Researchers Measure How Specific Atoms Move in Dielectric Materials
Researchers from North Carolina State University, the National Institute of Standards and Technology (NIST), and UNSW Australia have measured the behavior of specific atoms in dielectric materials when exposed to an electric field. The work advances our understanding of dielectric materials, which are used in a wide variety of applications – from handheld electronics to defibrillators.
“Dielectric materials are insulators that can store and manage electric charge. But we hadn’t yet directly measured how atoms move in dielectric materials in order to store that charge,” says Tedi-Marie Usher, a Ph.D. candidate in materials science and engineering at NC State and lead author of a paper on the work.
To get to the bottom of this problem, the researchers applied voltage to a dielectric material, creating an electric field. They simultaneously bombarded the material with X-rays from a synchrotron at Argonne National Laboratory’s Advanced Photon Source. When the X-rays hit the material, they scatter into a pattern of bright rings. Typically, to figure out the arrangement of atoms in a material, the positions and intensities of these bright rings are analyzed.
However, by applying new mathematical techniques that are more sensitive to the weak (dim) scattered X-rays, the researchers could determine changes in the placement of specific atoms within the crystalline structure of the material. In other words, the researchers could “see” how the atoms moved relative to each other in response to the electric field.

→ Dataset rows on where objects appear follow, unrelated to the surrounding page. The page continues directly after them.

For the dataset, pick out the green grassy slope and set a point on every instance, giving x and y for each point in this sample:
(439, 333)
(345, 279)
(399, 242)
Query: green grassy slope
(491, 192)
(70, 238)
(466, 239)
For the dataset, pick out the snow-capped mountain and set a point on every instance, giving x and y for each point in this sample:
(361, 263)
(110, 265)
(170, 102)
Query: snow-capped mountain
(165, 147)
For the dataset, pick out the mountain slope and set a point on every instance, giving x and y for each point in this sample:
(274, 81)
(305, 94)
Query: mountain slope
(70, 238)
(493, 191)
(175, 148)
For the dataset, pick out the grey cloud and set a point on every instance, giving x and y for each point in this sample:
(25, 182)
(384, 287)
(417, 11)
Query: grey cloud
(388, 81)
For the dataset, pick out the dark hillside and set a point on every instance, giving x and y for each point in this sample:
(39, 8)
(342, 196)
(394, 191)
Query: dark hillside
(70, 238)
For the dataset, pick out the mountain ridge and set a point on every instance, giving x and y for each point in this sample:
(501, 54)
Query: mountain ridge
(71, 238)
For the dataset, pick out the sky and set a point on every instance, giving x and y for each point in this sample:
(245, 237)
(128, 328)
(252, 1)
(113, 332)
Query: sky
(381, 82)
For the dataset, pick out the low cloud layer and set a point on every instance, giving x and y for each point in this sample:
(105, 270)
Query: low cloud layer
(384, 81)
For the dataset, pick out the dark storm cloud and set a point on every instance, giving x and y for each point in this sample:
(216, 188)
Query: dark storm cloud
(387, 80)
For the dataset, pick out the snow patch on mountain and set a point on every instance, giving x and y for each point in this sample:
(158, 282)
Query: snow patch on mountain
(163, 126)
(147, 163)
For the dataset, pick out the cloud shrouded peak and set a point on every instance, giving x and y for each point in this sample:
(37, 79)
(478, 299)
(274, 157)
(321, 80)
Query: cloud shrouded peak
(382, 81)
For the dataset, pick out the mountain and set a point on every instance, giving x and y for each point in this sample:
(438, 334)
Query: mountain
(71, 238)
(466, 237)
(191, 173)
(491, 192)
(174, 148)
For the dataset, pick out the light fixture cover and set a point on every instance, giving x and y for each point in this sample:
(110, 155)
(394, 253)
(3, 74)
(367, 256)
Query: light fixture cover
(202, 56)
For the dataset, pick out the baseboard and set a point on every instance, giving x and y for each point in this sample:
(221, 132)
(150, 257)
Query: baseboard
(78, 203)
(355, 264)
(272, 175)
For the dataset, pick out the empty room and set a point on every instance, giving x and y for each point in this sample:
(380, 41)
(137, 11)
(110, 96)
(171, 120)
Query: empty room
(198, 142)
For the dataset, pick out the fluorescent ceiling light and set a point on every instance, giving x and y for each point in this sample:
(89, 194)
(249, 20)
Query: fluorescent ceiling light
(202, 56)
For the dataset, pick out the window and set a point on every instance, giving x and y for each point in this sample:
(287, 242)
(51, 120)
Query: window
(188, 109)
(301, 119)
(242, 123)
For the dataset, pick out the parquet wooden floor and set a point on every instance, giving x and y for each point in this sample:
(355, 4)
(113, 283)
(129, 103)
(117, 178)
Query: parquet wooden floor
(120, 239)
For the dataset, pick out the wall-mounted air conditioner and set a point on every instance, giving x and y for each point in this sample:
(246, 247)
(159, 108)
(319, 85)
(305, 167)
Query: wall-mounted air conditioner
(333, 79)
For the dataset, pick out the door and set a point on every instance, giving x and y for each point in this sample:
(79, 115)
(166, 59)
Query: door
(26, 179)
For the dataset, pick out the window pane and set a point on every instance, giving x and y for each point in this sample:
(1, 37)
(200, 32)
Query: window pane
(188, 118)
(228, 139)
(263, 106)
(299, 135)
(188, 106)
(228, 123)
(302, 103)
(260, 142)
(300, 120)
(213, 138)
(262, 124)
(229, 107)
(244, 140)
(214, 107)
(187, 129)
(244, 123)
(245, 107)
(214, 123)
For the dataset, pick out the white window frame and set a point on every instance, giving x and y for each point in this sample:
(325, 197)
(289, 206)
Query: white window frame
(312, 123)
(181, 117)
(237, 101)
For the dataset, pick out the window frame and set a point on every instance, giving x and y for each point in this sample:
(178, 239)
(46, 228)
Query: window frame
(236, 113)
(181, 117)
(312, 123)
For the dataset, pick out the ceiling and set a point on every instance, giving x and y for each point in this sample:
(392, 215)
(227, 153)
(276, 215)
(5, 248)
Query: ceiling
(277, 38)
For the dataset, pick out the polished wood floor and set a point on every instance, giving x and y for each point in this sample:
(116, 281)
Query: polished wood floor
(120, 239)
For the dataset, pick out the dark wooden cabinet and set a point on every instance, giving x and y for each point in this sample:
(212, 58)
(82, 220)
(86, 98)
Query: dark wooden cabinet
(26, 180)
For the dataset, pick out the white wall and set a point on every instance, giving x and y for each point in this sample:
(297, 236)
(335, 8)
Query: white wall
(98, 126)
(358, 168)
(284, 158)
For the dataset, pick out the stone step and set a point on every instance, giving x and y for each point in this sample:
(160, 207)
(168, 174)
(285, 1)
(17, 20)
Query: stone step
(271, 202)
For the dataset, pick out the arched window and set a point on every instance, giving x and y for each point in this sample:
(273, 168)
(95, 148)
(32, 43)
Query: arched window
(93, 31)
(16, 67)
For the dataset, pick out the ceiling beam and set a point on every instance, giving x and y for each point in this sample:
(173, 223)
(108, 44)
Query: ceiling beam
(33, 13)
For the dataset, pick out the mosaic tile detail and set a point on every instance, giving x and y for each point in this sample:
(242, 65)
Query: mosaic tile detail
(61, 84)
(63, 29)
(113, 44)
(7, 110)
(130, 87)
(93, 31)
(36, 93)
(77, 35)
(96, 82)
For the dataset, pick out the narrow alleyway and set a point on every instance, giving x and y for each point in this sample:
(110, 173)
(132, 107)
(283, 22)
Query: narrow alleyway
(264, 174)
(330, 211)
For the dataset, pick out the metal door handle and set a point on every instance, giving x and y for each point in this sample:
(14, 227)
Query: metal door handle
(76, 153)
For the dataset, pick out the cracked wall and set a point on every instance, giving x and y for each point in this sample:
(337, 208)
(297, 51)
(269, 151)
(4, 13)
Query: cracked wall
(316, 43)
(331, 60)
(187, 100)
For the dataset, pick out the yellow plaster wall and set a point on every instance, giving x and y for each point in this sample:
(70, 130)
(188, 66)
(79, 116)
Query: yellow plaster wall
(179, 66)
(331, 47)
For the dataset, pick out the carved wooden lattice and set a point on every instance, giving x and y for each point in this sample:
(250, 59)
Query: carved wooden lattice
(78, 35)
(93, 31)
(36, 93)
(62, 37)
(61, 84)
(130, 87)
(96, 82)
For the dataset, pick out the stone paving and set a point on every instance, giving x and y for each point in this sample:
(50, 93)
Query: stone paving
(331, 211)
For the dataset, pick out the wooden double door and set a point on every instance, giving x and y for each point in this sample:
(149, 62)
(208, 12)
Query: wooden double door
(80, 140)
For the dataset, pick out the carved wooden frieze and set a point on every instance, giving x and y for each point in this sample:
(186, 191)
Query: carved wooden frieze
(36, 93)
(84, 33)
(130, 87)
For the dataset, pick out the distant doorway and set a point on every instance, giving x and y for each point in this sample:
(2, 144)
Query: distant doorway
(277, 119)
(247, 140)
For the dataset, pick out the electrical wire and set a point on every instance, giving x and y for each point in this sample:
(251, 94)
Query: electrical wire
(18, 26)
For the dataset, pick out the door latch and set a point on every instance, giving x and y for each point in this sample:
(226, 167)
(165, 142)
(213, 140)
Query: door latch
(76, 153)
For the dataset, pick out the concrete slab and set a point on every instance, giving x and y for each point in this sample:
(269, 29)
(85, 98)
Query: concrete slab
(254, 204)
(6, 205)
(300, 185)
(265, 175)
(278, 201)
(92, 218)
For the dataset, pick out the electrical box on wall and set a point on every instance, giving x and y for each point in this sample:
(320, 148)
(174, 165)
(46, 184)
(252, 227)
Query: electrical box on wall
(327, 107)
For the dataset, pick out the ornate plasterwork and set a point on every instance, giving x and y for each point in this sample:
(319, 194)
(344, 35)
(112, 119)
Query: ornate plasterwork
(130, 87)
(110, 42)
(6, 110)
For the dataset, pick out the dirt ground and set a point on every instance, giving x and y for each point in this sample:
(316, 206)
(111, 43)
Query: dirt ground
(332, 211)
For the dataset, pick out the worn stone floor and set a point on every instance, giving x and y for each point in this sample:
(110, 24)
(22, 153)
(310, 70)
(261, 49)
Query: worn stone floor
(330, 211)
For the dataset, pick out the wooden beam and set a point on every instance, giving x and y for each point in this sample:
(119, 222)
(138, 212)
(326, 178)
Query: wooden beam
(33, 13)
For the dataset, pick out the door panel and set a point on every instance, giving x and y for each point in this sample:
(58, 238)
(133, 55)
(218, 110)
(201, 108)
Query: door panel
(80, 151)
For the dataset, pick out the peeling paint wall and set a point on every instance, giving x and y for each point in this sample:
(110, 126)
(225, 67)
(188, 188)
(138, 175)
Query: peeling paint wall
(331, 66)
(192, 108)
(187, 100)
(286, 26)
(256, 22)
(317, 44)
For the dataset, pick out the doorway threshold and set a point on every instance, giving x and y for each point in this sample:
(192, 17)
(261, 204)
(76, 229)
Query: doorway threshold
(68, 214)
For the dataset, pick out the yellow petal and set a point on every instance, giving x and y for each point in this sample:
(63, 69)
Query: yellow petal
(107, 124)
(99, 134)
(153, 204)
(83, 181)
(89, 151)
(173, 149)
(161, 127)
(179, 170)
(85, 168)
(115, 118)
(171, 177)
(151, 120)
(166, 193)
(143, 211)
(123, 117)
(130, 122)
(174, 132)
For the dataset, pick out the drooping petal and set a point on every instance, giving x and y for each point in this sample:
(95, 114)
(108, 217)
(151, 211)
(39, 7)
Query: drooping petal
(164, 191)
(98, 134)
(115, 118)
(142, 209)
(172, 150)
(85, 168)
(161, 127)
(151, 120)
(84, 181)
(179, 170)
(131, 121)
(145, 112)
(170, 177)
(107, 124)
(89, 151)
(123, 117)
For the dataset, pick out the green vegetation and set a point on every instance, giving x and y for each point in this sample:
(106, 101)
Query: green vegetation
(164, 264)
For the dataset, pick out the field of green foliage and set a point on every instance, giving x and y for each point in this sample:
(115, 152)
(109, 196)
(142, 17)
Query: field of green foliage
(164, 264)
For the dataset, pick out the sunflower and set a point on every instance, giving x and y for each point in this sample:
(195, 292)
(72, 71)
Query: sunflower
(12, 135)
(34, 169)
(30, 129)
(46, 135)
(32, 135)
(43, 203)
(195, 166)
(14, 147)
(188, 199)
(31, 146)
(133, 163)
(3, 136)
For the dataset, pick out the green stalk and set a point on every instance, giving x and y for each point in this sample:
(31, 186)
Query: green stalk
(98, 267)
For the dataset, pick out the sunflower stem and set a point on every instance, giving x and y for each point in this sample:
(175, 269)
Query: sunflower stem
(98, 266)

“A good analogy would be that analyzing the bright rings is like examining a skyscraper from far away and determining that each office is 500 square feet. However, by also analyzing the weak X-rays scattered from the sample, we can determine that some offices are 400 square feet and others are 600 square feet, and some have the desk on the east side, and others have the desk on the north side,” says Usher. This is an uncommon approach, because experimenters typically only evaluate the bright rings.
“What’s really new here is that this technique is much more sensitive to the behavior of select atoms relative to their neighboring atoms, rather than looking at an average of all the atoms in a sample,” says Jacob Jones, a professor of materials science and engineering at NC State and corresponding author of the paper.
The work uses a technique called a pair distribution function, which allows researchers to extract information about how atoms are arranged at extremely small length-scales based on the weak intensity X-rays diffracted from a sample. The researchers evaluated three different dielectric materials for this study.
“One of the interesting findings here is that each of the three dielectric materials we tested exhibited very different behaviors at the atomic level – there was no single atomic behavior that accounted for dielectric properties across the materials,” Jones says.
For example, the researchers tested a material called sodium bismuth titanate – a non-toxic material that is thought to be promising for use in dielectric devices. In the absence of an electric field, researchers knew that the bismuth ions are off-center relative to neighboring atoms. But different bismuth ions would be off-center in different directions. However, when an electric field is applied, virtually all of the bismuth ions shifted so they were off-center in the same direction as the electric field.
“Neither of the other dielectric materials exhibited similar behavior,” Usher says. “One of our questions for future work is whether the bismuth behavior we saw in sodium bismuth titanate is consistent across bismuth-based dielectrics.”